Amy Mackay/ August 19, 2019/ All posts/ 0 comments

Collapsible is a brilliant one woman play by Margaret Perry produced by High Tide and Ellie Keel. Esther has just lost her job and recently broken up with her girlfriend.

“I feel like a chair… like one of those folding chairs, you know?… Those collapsible chairs. Solid one minute and then.”

Collapsible by Margaret Perry

She asks her friends and family to describe her in a word or phrase and makes a list of her qualities to share at interviews. “Feet firmly on the floor” is one of the first on the list. Only they are not. This one woman monologue is delivered from a high platform symbolising how un-grounded Essie is.

“In an ending something has terminated: a relationship, a job, a project, or even a life. A sense of relief and satisfaction may occur, or a great sense of loss and emptiness may transpire. Suddenly being without something that was an integral part of our life can cause us to feel completely ungrounded. An ending without a sense of completion implies being unfinished rather than settled. We have more issues to deal with when things end against our wishes than when we purposefully conclude something in our own lives.”

Beck, R., & Metrick, B. (2003). The Art of Ritual: Creating and Performing Ceremonies for Growth and Change. Berkeley: Celestial Arts. Page 49.

Collapsible explores Esther’s mental health. Although not perfect at the start, we watch as it deteriorates further as the play progresses. This is a common experience for people who are unemployed

“Vast research has shown that those who experience unemployment, impoverishment, and family disruptions have a significantly greater risk of mental health problems such as depression, stress, suicide and suicidal ideation, and the mental health of spouses—as compared to the employed.”
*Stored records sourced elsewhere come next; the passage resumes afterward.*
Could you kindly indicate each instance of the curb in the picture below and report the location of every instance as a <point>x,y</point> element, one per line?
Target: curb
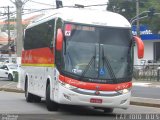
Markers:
<point>145,104</point>
<point>134,100</point>
<point>12,90</point>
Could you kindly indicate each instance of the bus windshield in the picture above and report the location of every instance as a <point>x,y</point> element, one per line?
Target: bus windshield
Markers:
<point>97,54</point>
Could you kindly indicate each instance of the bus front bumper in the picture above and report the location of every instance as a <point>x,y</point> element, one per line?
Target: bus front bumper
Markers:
<point>67,96</point>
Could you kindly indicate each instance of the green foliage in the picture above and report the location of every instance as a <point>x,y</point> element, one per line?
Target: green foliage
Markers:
<point>127,8</point>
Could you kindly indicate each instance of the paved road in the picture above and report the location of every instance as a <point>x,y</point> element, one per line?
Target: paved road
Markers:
<point>14,103</point>
<point>146,92</point>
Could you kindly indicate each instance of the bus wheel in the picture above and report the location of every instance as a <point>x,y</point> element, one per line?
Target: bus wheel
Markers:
<point>29,96</point>
<point>108,110</point>
<point>51,106</point>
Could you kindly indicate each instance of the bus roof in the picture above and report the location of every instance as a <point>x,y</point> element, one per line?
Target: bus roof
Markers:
<point>85,16</point>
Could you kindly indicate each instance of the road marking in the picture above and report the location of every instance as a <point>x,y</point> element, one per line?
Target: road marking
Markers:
<point>145,98</point>
<point>141,84</point>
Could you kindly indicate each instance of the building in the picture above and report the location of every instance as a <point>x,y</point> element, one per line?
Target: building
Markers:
<point>151,44</point>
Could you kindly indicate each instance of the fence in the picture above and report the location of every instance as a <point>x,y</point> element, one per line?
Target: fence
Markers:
<point>147,72</point>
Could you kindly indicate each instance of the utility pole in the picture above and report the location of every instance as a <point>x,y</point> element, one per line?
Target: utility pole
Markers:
<point>8,26</point>
<point>9,37</point>
<point>137,14</point>
<point>19,39</point>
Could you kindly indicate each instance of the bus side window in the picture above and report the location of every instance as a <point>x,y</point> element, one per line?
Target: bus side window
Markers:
<point>58,54</point>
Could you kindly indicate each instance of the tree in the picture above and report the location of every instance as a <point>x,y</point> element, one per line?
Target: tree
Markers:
<point>127,8</point>
<point>19,40</point>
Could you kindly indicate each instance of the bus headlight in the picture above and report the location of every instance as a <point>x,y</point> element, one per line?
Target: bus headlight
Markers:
<point>68,86</point>
<point>124,91</point>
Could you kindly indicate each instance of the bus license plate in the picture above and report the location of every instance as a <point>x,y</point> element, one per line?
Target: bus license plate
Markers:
<point>95,100</point>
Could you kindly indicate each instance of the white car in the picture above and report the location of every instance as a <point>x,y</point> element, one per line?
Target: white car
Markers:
<point>6,70</point>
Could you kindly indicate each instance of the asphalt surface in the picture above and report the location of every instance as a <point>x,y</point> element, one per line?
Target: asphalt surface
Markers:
<point>149,86</point>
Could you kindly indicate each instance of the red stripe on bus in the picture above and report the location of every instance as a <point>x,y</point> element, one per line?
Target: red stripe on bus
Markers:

Lahad, M., Cohen, R., Fanaras, S., Leykin, D., & Apostolopoulou, P. (2018, 01). Resiliency and Adjustment in Times of Crisis, the Case of the Greek Economic Crisis from a Psycho-social and Community Perspective. Social Indicators Research, 135(1), 333-356. Page 335

The stress of being under-employed is similar but different to that from a stressful work environment where the person may feel a lot of pressure to meet deadlines or not have much time for their personal health.

“When people think of stress it is often the stress of having too much to do and being overstimulated. This is what is known as ‘overload stress’. However there is another aspect of stress which is the stress of the long-term unemployed and the parent at home all day with small children, which is known as ‘underload stress’.”
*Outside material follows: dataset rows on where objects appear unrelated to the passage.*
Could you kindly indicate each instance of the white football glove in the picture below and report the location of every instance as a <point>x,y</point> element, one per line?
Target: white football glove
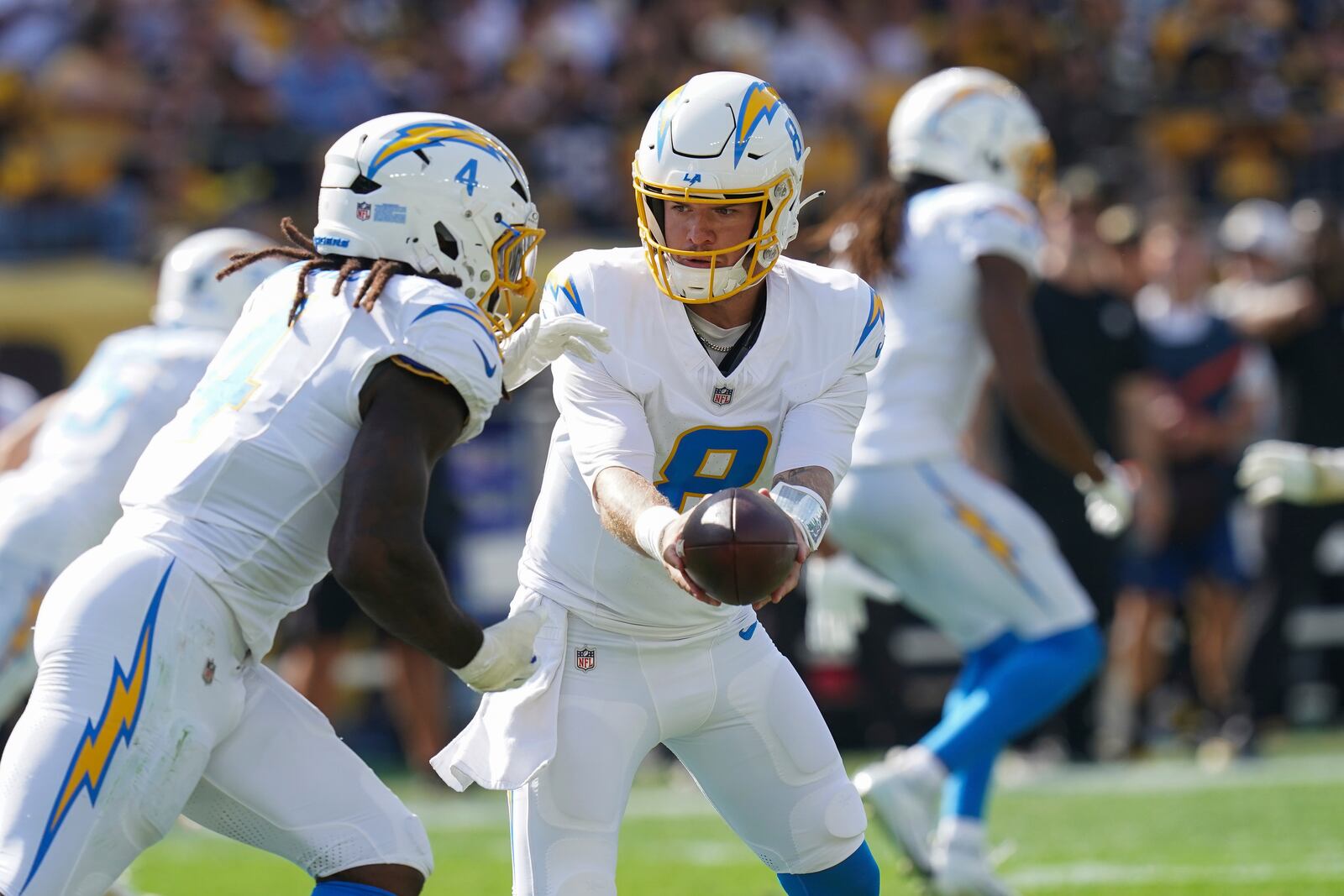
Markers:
<point>1110,503</point>
<point>1284,472</point>
<point>837,611</point>
<point>506,658</point>
<point>531,348</point>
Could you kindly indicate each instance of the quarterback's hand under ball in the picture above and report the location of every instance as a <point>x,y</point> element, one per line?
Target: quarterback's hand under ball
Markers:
<point>506,658</point>
<point>538,343</point>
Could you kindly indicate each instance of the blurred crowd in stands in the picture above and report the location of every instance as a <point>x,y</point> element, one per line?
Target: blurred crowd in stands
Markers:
<point>118,116</point>
<point>1194,282</point>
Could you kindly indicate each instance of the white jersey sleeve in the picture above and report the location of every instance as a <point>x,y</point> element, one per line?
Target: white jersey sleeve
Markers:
<point>998,222</point>
<point>244,485</point>
<point>427,338</point>
<point>606,421</point>
<point>820,432</point>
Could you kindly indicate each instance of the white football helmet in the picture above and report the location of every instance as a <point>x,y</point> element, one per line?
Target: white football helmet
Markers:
<point>188,293</point>
<point>441,195</point>
<point>721,139</point>
<point>969,123</point>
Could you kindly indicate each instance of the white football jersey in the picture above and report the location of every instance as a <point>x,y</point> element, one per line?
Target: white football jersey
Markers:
<point>245,483</point>
<point>658,405</point>
<point>64,499</point>
<point>927,382</point>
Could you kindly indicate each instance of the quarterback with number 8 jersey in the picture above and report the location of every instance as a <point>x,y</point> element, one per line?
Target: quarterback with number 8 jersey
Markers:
<point>306,449</point>
<point>732,367</point>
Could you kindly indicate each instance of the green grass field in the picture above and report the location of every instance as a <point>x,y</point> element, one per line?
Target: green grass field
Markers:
<point>1267,828</point>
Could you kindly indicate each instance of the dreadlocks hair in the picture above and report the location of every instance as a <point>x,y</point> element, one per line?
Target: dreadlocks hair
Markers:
<point>864,233</point>
<point>302,250</point>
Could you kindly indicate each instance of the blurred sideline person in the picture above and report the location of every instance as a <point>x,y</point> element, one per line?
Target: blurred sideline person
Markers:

Crimmens, P. (1998). Storymaking and Creative Groupwork with Older People. London: Jessica Kingsley Publishers. Pg 23

Robert Landy talks about the role theory in dramatherapy whereby a person acts out certain roles to increase their flexibility and ability to respond to different situations. It has been suggested that people in jobs take on similar roles in life – e.g. the role of manager may be different to the role of shop worker.

“If you play a role in society, you develop a subpersonality corresponding to that role.”

Rowan, J. (1993). Discover Your Subpersonalities: Our Inner World and the People in it. London and New York: Routledge. Page 17

This may indicate that when we lose a job we also lose, or under nourish, an aspect of ourselves.

In the play we see Esther building up a list of who she is as if trying to keep hold of this sense of self in a life which is adrift.

Employment can be an important part of a persons well being but sometimes it is not possible to find work. Or someone may get into such a negative cycle of self doubt that they find it difficult to apply for or gain employment. In this case, although the work may be the most obvious area of life in need of boosting, it may be beneficial to start by focusing on another area. Perhaps volunteering will allow the person to build confidence in the roles they can do. Maybe connecting with other people can remind them of who they are outside of their work life. Or for some people meditation, mindfulness or spirituality may help to remove some of the internal stress.

Work is an important part of work-life balance but where the balance is lost sometimes focusing on the life part is an important first step to restoring the work balance. And sometimes what we accept as “work” may need to change before we can restore that balance.